Happy Women’s day! “Once upon a time there was a beautiful woman”

This short story took part in a very important Italian literary Contest and was greatly appreciated. It was published in many issues and by Italian Radio and Television Broadcast. You can find it in the Anthology “Echoes of the soul” 

Once upon a time there was a beautiful woman

Once upon a time there was a beautiful woman with long, dark hair and two eyes so big that watching them you could even get into her soul. Her smile was a breeze that reached the heart, her soft hands caressed in a so sublime way and she used to feed her lips, kissing me. Her scent pervaded the whole house and her lullabies continued to rock my dreams until morning. It was nice to be with her; together we saw the sun rise and enjoyed the day until the night came, always close each other. The meals, the chants, the smell of her milk, the tales that she told about a world far away, that by her words became close and real to my eyes. It was rousing discovering that the Universe, through her eyes, was a bright horizon where all our wishes could have been realized. An endless succession of fairies and gnomes that seemed to materialize, making us part of their infallible magic. And the beautiful woman turned her happy gaze to me and to my harmonious growth.

All this festivity going in and out of the countless enchanted castles stopped the day when an evil witch made me see the beautiful woman, even before dawn, ready to go out wearing a grey apron with her long hair gathered in a white cap.

“Where are you going?” I could hardly say, trying to speak my first syllables, a question that she realized just by my infant glance.

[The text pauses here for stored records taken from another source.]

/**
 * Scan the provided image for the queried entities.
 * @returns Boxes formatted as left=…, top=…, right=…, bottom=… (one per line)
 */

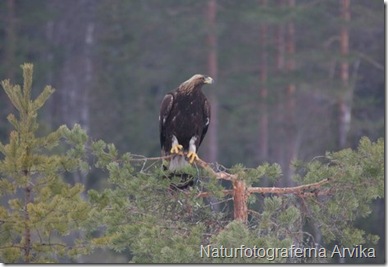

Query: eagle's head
left=179, top=74, right=213, bottom=91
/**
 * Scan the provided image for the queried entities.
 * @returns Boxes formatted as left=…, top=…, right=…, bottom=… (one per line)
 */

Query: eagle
left=159, top=74, right=213, bottom=188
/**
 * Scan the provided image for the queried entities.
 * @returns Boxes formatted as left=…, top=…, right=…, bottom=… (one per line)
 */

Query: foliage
left=0, top=64, right=90, bottom=263
left=89, top=138, right=384, bottom=263
left=0, top=64, right=384, bottom=263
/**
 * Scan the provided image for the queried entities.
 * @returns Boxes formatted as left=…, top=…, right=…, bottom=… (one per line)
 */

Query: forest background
left=0, top=0, right=385, bottom=264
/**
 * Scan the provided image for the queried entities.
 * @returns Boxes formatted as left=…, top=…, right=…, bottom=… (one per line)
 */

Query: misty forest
left=0, top=0, right=385, bottom=263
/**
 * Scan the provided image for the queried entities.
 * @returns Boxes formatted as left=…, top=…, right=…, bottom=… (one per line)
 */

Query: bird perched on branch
left=159, top=74, right=213, bottom=188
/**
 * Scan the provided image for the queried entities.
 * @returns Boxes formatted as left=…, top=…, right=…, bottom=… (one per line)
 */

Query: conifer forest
left=0, top=0, right=386, bottom=264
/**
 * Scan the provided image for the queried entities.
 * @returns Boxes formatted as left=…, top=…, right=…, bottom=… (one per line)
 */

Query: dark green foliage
left=0, top=64, right=384, bottom=263
left=0, top=64, right=91, bottom=263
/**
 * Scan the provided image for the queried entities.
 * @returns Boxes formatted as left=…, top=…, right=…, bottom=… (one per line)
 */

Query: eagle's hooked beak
left=204, top=76, right=213, bottom=84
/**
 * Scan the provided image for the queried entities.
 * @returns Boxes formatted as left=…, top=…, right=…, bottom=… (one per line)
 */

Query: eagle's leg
left=187, top=136, right=199, bottom=164
left=170, top=135, right=183, bottom=154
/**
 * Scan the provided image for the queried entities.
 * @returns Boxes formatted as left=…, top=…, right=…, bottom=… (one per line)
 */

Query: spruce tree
left=0, top=64, right=91, bottom=263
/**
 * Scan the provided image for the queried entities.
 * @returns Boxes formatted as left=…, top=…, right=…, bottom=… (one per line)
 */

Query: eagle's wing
left=159, top=93, right=174, bottom=153
left=199, top=99, right=210, bottom=145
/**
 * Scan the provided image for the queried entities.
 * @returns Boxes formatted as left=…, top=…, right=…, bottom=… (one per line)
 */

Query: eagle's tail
left=163, top=155, right=194, bottom=190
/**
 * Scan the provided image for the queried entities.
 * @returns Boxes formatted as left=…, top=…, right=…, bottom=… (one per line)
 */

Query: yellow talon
left=170, top=144, right=183, bottom=154
left=187, top=151, right=199, bottom=164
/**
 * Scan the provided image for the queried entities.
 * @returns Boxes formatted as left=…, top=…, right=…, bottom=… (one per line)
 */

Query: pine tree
left=0, top=64, right=91, bottom=263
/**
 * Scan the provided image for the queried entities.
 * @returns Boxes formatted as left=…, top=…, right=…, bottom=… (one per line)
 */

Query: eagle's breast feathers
left=159, top=74, right=213, bottom=171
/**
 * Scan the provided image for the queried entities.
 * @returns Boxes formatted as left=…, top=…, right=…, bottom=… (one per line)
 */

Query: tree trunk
left=233, top=179, right=248, bottom=223
left=205, top=0, right=218, bottom=162
left=205, top=0, right=220, bottom=212
left=284, top=0, right=297, bottom=186
left=271, top=5, right=286, bottom=184
left=338, top=0, right=351, bottom=148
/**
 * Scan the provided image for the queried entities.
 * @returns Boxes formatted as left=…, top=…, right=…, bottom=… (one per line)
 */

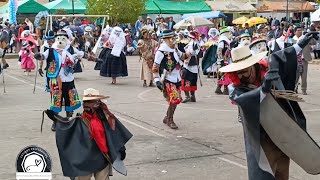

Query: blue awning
left=181, top=11, right=227, bottom=19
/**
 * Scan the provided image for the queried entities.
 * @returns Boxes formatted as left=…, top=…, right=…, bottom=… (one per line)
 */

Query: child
left=19, top=41, right=35, bottom=76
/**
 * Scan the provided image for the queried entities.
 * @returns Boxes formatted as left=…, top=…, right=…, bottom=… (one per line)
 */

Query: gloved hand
left=156, top=81, right=163, bottom=91
left=38, top=69, right=44, bottom=77
left=44, top=109, right=57, bottom=121
left=298, top=31, right=319, bottom=49
left=119, top=150, right=127, bottom=161
left=262, top=69, right=280, bottom=93
left=34, top=53, right=42, bottom=60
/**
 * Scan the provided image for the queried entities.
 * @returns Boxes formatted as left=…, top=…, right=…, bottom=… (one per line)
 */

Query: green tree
left=86, top=0, right=145, bottom=24
left=55, top=9, right=68, bottom=15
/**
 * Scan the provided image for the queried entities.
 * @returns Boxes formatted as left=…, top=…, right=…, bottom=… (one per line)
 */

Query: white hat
left=219, top=46, right=267, bottom=72
left=82, top=88, right=110, bottom=101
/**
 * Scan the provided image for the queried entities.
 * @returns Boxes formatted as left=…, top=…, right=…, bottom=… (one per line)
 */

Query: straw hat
left=219, top=46, right=267, bottom=73
left=82, top=88, right=110, bottom=101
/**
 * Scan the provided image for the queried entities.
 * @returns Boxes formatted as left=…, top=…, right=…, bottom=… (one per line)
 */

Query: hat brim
left=219, top=51, right=268, bottom=73
left=82, top=95, right=110, bottom=101
left=249, top=39, right=267, bottom=49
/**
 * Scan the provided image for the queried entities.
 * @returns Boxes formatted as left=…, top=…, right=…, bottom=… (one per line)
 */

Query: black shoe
left=51, top=122, right=56, bottom=131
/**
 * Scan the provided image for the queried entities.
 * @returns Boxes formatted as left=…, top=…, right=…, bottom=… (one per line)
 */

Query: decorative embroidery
left=166, top=52, right=174, bottom=72
left=69, top=88, right=80, bottom=107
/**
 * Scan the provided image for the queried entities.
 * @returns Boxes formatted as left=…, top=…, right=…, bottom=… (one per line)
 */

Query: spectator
left=168, top=16, right=176, bottom=31
left=124, top=29, right=135, bottom=55
left=39, top=16, right=47, bottom=39
left=147, top=16, right=157, bottom=31
left=25, top=18, right=34, bottom=33
left=81, top=18, right=90, bottom=25
left=134, top=16, right=143, bottom=38
left=95, top=17, right=103, bottom=26
left=73, top=17, right=81, bottom=26
left=52, top=17, right=60, bottom=33
left=313, top=26, right=320, bottom=59
left=241, top=23, right=253, bottom=37
left=59, top=16, right=69, bottom=29
left=293, top=27, right=316, bottom=95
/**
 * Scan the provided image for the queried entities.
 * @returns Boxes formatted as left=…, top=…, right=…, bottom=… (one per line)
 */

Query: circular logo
left=16, top=145, right=52, bottom=173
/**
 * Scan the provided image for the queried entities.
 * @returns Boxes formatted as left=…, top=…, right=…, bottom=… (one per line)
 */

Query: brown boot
left=214, top=84, right=222, bottom=94
left=223, top=86, right=229, bottom=95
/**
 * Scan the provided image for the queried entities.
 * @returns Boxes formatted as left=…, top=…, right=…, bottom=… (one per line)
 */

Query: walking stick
left=2, top=68, right=7, bottom=93
left=33, top=60, right=39, bottom=94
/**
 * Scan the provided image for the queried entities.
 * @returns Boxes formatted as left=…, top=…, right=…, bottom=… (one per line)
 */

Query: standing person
left=241, top=23, right=253, bottom=37
left=292, top=27, right=316, bottom=95
left=52, top=17, right=60, bottom=33
left=215, top=27, right=232, bottom=95
left=59, top=16, right=69, bottom=29
left=168, top=16, right=176, bottom=31
left=0, top=25, right=10, bottom=69
left=124, top=29, right=136, bottom=55
left=156, top=17, right=168, bottom=37
left=44, top=88, right=132, bottom=180
left=24, top=18, right=34, bottom=33
left=100, top=26, right=128, bottom=84
left=38, top=30, right=56, bottom=92
left=313, top=26, right=320, bottom=59
left=134, top=16, right=143, bottom=38
left=146, top=16, right=157, bottom=31
left=73, top=17, right=81, bottom=26
left=35, top=30, right=81, bottom=131
left=181, top=32, right=200, bottom=103
left=220, top=33, right=316, bottom=180
left=137, top=28, right=157, bottom=87
left=19, top=41, right=36, bottom=76
left=152, top=30, right=183, bottom=129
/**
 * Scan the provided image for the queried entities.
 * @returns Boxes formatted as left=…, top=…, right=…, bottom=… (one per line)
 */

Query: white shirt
left=183, top=41, right=200, bottom=73
left=43, top=49, right=76, bottom=82
left=154, top=42, right=183, bottom=83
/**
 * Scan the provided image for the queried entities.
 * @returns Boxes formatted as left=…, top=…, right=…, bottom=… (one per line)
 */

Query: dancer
left=138, top=28, right=157, bottom=87
left=201, top=28, right=220, bottom=78
left=152, top=30, right=183, bottom=129
left=35, top=30, right=81, bottom=131
left=220, top=33, right=319, bottom=180
left=45, top=88, right=132, bottom=180
left=181, top=32, right=200, bottom=103
left=100, top=26, right=128, bottom=84
left=19, top=41, right=36, bottom=76
left=215, top=27, right=232, bottom=95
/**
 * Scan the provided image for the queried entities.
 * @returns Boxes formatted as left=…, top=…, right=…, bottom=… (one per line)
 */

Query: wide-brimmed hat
left=44, top=30, right=56, bottom=40
left=219, top=46, right=267, bottom=73
left=160, top=29, right=175, bottom=39
left=240, top=33, right=251, bottom=39
left=56, top=29, right=69, bottom=38
left=82, top=88, right=110, bottom=101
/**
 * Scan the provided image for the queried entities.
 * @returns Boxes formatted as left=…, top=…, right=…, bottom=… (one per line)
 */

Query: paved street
left=0, top=56, right=320, bottom=180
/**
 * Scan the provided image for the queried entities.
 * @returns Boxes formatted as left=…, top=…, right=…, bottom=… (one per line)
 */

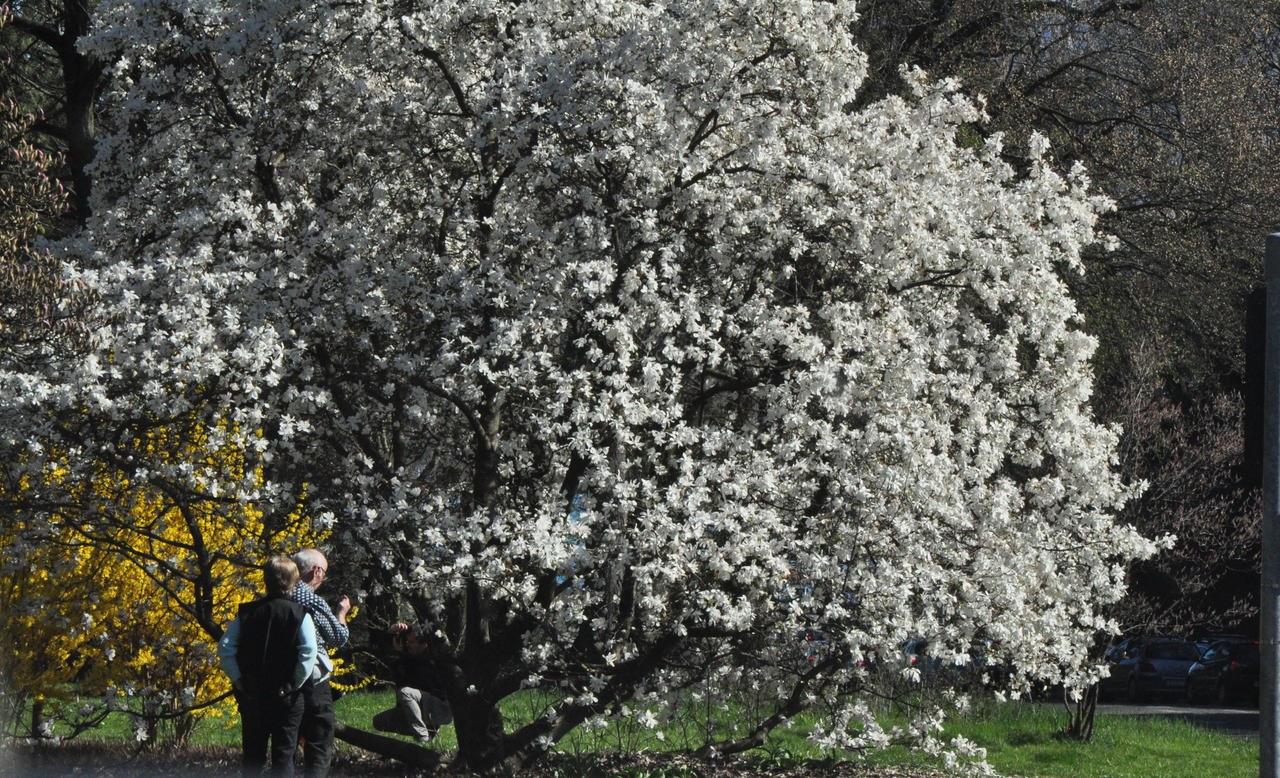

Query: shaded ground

How beautiful was that woman, even wearing an apron that mortified her figure and a cap that hid her thick hair! She smiled at me, and her smile was less vibrant than the ones I was used to, it was almost sad.

“You’re grown up, I’m going back to work at the factory, our neighbor will soon come here to stay with you.” She gave me a quick kiss on my forehead that had become pale and light. Alone, she was leaving me alone, no more spells to be created! I tried so hard to recall my fairy friends, asking them to realize the only desire I felt growing out of me, which was to have her close to me once again.

The enchanted castles had collapsed under the blows of that one fact: she had to go to work, even if I wasn’t grown up, didn’t speak yet and couldn’t even feed myself. And she had to do that just to give me a life.

So, day after day every morning, without mercy, and before dawn, she had to leave the warmth of our bed and, even if it was raining or snowing or thundering strong, she had to go. In her eyes without a future you could see the tears that would never fall. I feared that she wouldn’t return to heat up my nights.

“When will you come back?”

A furtive glance, no longer smiling:

“Soon, very soon!” But it was never soon; in fact, at times, it was even later. There was a crisis and she had to work harder not to lose everything we owned. When she was with me it was always night, and no longer did I see the sun’s rays filter through her hair which was now shorter and sparser. Her soft and radiant skin, as I remembered, was withering more every day and her eyes were no more immense.

At night she was able to sing only a verse of my lullabies because she was too tired. Her scent was gone and out of the skin of her hands, now rough and battered, you could guess only the terrible stench of trichloroethylene.

Poor beautiful woman! In the factory of optics, they had assigned her the hardest work. The glass lenses came out of a ribbon that flowed fast, one after the other and she, faster than them, had to wash them in trichloroethylene for testing by the light of a lamp to insure there were no imperfections. Then she had to prepare the cardboard box and wrap each lens, all before the arrival of the next one. If she didn’t do all those steps in seconds, the coming lens would fall to the ground, and she would have to pay for it with her already meager salary.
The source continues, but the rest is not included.